7 часов 50 минут. В небе проплывают сотни самолетов. Рева моторов не слышно — все заглушает артиллерия, но само зрелище огромного количества советских самолетов над передним краем настолько захватывающе, что бойцы начинают аплодировать и что-то кричать. Слов не разобрать, но видно по горящим глазам, улыбающимся лицам, что этот массированный удар нашей авиации восхищает их.
7 часов 55 минут. Сокрушительный ураган, бушующий без пяти минут три часа над немецкими укреплениями, достигает апогея.
Там, впереди, — дым, пламя, непрерывный грохот разрывов. В эту минуту по всему участку фронта встают во весь рост десятки тысяч бойцов, гремит «ура» — канонада заглушает крики, — и люди устремляются вперед. А пушки и минометы все бьют и бьют, не давая гитлеровцам поднять головы, пока наша пехота прорывается вплотную к их перед* нему краю.
Немецкая артиллерия пытается отвечать, но залпы ее орудий тонут в рокоте наших разрывов. На обратном склоне высоты, на которой разместились траншеи противника, выдвинутые вперед минометчики подразделения, где заместителем командира товарищ Дубовой, ведут сосредоточенный огонь по противнику. Немцы отвечают, но их мины рвутся в стороне. Поглядывая на них, наводчик Панфилов весело говорит:
— Трудновато беднягам целиться, небось носом землю пашут!
Панфилов работает слаженно, четко. Недаром в дни ученья командарм, присутствовавший на стрельбах, вынул из кармана серебряный портсигар и подарил его наводчику. А в дни июльских боев Панфилов своей боевой работой заслужил орден Красной Звезды.
Отсюда до немецких траншей всего полтора километра, и с огневых позиций минометчиков видно, какой страшный огненный ураган бушует там.
Простившись с минометчиками, мы спешим на командный пункт генерала с Золотой Звездой, бойцы которого сейчас ведут атаку.

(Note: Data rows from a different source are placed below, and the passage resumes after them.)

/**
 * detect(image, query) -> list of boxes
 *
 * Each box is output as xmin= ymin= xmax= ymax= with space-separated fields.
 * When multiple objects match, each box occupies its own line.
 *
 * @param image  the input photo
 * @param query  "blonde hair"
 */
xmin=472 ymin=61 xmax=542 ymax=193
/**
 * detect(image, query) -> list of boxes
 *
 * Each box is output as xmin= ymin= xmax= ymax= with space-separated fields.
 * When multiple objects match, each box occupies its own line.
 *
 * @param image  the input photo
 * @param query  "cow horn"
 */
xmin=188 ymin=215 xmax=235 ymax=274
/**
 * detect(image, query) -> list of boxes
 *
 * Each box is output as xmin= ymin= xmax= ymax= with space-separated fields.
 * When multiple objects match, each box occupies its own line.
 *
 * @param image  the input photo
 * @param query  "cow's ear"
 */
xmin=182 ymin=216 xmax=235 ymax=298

В стереотрубу можно отчетливо разглядеть линию немецких укреплений, подернутых бурым облаком дыма и пыли В небе нарастает рокот моторов: низко над землей тесно сомкнутыми группами опять проходят сотни наших самолетов. Пикируя на немецкие окопы, они сбрасывают бомбы, ведут пушечно-пулеметный огонь. Огненные трассы отчетливо видны в утреннем ясном небе. А сзади идут новые и новые эскадрильи и полки наших самолетов.
К реву пушек примешивается яростный вой сотен тяжелых минометов. Еще выше, до самого неба, встают облака дыма над немецкими позициями. В эту грозную минуту по всему фронту опять глухо слышится «ура». Наши воины устремляются вперед.
В стереотрубу хорошо видно, как идут сталинградцы — в полный рост, стройной шеренгой, взяв винтовки и автоматы наперевес. Генерал с волнением и любовью говорит:
— Орлы, настоящие орлы!..
Немецкие минометы, выжившие в этом огненном аду, начинают яростно бить по гребню, преграждая путь гвардейцам, но они стремительным броском преодолевают смертельный рубеж и скрываются за холмами.
8 часов. Самолетов в небе все больше и больше. Вот прошли сразу сто машин… Вот еще двадцать две… Еще тридцать… Разгружаясь над немецкими позициями от бомб, они разворачиваются и уходят. Вначале немецкая зенитная артиллерия пытается прикрыть свой рубеж, но потом она замолкает. Немецких самолетов в воздухе совсем нет. Вот господство в воздухе в классическом его выражении!